Closed CetiAlphaFive closed 4 months ago

CetiAlphaFive commented 4 months ago

Is it possible to add an informative flag, or crash, in circumstances described in this paper (Kropko and Kubinec 2020)(associated blog)? It seems this is a general problem with R FE implementations that's worth addressing.

lrberge commented 4 months ago

Hi, thanks for raising the issue but I disagree strongly with the authors' point. There is no issue at all in R. They are the ones writing quite some bold, and obviously wrong statements. Let's give an example.

This comment in the blog about automatic removal of collinear variables is wild:

At this point, you should be concerned. One of our frustrations with this piece is that although the working paper has been in circulation for years, no one seems to have cared about this apparently quite important problem.

And yes, they talk about their working paper solving this almighty problem. Why didn't R developers, after reading their paper, immediately change their software? I can only wonder.

Statistical tools don't have to solve specification problems

To put it simply, the authors blame the statistical tools for not finding out when the user's econometrics model is misspecified. Hence this is equivalent to blaming the hammer when you hit your hand, or blaming the racket when you play poor tennis.

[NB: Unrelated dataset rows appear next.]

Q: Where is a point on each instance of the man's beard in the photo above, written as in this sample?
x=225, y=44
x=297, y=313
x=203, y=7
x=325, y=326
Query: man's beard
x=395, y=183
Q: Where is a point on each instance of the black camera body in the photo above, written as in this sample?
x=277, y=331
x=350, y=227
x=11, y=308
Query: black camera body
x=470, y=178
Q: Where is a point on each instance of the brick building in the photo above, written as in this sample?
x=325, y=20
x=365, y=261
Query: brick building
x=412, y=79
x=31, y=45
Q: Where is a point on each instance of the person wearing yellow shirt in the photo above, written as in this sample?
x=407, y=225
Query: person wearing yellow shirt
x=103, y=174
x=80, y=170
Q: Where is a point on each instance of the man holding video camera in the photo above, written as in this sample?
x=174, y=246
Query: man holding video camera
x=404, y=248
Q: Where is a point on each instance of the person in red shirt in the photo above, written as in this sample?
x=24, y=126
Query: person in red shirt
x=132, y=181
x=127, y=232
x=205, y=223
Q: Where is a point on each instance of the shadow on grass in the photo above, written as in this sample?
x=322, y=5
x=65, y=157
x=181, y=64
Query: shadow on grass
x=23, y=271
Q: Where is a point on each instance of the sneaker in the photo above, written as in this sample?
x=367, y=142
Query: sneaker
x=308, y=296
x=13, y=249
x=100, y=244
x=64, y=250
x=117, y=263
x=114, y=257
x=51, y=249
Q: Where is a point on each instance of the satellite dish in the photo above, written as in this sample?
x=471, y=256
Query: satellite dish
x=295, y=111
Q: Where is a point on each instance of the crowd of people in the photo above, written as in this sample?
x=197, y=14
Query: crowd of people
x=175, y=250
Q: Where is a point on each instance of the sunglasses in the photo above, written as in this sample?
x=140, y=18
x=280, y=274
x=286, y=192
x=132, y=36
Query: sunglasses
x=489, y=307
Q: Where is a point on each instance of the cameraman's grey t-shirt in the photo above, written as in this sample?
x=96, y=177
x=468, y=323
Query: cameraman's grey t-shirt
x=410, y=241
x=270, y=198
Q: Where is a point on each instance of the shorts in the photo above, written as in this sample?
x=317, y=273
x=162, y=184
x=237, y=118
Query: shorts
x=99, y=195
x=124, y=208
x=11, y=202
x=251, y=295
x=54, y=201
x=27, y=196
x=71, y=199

Why it is not desirable to error on collinearity problems

The user is in charge of making sure its variable of interest is not in a collinear system... that's the minimum! If this job is done, then the automatic removal of collinear variables is a desirable feature. Simply put, most of the time it only affects the controls (in general multiple overlapping factor levels), and it has no impact whatsoever on the variable of interest. Errors due to collinearity can lead in practice to the impossibility to estimate the model, because teasing out collineariy from your controls beforehand can be challenging (imagine merging manually the levels of a factor variable...).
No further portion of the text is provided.